While official NICS numbers for February show about 2.6 million background checks were processed for firearms transfers, the NSSF revised numbers indicate the real number is closer to 1.5 million — a 16 percent increase over last February’s nearly 1.3 million.
In comparison, February’s unadjusted numbers represented a 41 percent increase over 2015’s 1.8 million processed background checks.
The NSSF calculates the revised numbers by removing from consideration all checks coded for concealed carry permits. The group produces the revised numbers as as a way to provide “an additional picture of current market conditions.”
But the NSSF are careful to point out that while their statistics provide information on the number of background checks initiated by NICS for firearms transfers, those numbers don’t necessarily correlate to overall firearm sales numbers.

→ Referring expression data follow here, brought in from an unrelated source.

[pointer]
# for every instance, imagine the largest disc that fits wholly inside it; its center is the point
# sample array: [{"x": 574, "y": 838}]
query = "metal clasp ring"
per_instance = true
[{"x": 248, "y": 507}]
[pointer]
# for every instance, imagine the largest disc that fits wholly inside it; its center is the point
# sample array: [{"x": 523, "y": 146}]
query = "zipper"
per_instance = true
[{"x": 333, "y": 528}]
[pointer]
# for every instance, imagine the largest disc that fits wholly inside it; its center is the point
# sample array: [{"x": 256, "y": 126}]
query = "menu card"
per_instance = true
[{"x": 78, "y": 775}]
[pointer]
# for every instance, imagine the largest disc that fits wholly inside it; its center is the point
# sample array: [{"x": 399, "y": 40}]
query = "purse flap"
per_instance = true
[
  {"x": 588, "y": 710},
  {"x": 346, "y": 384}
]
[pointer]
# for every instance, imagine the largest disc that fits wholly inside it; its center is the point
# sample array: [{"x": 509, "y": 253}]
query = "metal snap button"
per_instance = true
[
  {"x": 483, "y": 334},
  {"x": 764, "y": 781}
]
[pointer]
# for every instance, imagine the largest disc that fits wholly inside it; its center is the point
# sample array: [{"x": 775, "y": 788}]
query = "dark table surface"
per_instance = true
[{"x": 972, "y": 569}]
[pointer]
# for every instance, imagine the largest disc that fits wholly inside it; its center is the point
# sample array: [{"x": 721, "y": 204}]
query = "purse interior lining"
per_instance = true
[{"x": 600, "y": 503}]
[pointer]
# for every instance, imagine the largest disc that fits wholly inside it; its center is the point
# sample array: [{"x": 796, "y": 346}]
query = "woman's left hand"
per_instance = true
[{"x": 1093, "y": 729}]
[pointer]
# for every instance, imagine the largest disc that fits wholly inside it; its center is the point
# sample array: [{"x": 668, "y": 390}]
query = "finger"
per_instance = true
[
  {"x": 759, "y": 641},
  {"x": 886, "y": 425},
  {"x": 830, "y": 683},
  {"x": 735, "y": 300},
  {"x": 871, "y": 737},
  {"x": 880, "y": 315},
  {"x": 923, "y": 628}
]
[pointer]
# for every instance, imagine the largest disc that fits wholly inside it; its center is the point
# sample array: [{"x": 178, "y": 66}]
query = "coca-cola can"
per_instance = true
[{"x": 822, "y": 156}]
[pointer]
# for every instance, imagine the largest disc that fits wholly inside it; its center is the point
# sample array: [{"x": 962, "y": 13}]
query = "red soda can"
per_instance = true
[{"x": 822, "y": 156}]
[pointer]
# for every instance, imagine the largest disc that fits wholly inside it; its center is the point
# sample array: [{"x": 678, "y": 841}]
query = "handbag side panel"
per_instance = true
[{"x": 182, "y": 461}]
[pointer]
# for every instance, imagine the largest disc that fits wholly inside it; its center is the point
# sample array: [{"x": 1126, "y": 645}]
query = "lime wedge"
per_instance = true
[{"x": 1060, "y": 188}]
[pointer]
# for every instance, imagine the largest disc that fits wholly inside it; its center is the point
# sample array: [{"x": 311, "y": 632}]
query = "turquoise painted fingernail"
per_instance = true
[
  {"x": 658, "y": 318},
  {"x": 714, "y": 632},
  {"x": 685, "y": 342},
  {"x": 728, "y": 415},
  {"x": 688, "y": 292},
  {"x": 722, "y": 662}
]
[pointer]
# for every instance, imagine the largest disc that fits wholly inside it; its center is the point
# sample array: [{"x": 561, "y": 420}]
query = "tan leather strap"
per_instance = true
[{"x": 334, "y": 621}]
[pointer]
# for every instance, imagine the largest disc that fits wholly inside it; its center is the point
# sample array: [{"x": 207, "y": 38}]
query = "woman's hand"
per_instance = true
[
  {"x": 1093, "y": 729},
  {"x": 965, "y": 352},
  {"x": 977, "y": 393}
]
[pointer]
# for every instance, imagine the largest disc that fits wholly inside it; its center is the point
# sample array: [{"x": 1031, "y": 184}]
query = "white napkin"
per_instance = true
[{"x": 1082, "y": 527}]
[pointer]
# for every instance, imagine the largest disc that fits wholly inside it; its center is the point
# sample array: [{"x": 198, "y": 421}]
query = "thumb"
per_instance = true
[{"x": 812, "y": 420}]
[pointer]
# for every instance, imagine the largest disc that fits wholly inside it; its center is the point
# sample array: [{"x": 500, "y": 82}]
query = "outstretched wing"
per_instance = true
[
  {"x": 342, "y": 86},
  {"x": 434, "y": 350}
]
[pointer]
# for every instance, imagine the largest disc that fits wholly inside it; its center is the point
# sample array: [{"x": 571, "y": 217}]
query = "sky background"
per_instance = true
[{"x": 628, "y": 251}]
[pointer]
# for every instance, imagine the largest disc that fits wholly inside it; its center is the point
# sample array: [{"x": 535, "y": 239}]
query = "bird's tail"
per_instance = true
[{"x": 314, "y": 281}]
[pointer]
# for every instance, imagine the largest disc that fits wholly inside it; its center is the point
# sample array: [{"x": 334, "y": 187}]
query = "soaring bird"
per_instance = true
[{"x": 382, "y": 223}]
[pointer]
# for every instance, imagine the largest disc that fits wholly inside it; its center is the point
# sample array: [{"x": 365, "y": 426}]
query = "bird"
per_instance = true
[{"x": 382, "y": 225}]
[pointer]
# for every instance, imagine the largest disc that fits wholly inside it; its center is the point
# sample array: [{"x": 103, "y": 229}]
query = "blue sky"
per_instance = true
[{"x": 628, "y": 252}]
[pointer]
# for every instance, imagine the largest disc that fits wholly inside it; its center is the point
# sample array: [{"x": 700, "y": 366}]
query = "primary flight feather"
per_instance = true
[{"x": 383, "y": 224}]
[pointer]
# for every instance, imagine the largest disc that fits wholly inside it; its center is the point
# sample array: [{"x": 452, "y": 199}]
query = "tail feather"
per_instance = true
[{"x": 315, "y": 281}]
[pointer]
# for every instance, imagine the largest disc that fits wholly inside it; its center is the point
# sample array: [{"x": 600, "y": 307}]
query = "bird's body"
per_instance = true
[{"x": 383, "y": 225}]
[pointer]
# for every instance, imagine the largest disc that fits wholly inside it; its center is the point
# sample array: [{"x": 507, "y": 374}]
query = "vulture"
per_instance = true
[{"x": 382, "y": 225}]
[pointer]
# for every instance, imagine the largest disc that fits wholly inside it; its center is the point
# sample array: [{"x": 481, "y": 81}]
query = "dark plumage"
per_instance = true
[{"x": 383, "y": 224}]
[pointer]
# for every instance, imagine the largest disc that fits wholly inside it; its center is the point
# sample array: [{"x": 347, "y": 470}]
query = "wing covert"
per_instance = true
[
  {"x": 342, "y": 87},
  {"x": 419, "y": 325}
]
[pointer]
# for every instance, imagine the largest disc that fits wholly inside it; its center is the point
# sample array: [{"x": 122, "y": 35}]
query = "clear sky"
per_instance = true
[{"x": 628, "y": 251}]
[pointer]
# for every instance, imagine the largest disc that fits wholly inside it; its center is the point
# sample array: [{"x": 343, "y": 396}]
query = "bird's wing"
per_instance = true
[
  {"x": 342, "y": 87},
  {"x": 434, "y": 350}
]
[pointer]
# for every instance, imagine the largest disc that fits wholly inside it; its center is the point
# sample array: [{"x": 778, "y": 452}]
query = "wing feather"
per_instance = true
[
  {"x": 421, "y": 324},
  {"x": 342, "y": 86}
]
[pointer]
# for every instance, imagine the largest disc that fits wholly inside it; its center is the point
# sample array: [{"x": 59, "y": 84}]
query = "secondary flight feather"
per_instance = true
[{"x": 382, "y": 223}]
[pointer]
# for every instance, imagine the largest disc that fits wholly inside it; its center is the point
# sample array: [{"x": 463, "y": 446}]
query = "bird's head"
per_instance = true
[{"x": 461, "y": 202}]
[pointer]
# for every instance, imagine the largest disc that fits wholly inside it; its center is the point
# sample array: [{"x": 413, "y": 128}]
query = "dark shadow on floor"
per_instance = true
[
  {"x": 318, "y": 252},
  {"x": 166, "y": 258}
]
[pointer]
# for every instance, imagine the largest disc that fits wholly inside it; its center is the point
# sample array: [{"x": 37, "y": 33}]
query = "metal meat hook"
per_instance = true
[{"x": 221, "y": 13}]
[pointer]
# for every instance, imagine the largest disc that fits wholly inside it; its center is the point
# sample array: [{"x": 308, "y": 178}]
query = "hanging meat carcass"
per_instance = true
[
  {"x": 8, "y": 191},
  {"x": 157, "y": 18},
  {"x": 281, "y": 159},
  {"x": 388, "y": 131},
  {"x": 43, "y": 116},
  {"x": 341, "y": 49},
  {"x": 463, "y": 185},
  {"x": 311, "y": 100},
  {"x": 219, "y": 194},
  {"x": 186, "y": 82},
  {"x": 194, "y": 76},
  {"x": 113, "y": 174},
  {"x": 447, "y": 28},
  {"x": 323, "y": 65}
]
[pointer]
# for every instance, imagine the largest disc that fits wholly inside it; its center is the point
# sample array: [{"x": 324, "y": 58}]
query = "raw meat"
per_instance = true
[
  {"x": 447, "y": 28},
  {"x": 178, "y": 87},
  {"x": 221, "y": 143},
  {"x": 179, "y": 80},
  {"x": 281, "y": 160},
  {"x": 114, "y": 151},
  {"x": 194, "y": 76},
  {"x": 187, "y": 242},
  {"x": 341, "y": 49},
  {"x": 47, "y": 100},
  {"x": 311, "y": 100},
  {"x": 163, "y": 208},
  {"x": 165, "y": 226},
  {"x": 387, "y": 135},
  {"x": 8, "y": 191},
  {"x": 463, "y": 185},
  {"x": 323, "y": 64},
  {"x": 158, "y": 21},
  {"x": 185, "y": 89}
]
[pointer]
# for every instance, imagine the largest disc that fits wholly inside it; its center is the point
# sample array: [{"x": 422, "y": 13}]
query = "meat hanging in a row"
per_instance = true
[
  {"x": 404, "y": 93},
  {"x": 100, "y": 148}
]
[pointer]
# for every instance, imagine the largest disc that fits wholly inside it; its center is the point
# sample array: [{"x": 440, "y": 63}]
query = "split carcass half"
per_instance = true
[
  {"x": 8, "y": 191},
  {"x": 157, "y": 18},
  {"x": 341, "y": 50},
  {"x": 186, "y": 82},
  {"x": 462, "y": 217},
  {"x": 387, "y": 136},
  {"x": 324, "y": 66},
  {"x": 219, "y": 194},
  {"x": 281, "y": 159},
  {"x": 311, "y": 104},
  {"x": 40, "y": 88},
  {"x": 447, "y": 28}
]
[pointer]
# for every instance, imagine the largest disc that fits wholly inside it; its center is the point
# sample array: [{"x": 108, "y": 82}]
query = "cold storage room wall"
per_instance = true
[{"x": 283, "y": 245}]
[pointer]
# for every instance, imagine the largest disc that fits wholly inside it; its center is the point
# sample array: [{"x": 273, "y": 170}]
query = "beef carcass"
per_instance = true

“Based on varying state laws, local market conditions and purchase scenarios, a one-to-one correlation cannot be made between a firearm background check and a firearm sale,” the group said.
For example, in many places private firearms transfers don’t require a background check to be processed before the sale is completed if the seller is not in the business of dealing.
Last month, the NSSF revised numbers indicated a decline of more than a million when they removed background checks related to concealed carry permits from consideration. January’s revised numbers showed about 1.4 million people were interested in buying a firearm from a federally licensed dealer last month.
And media reports nationwide indicate there have been larger-than-average numbers of people seeking concealed carry permits.
However, even as the numbers of background checks for firearms transfers continue to climb nationwide, the ATF’s most recent firearm production numbers show a dip in manufacturing in 2014 from the previous year.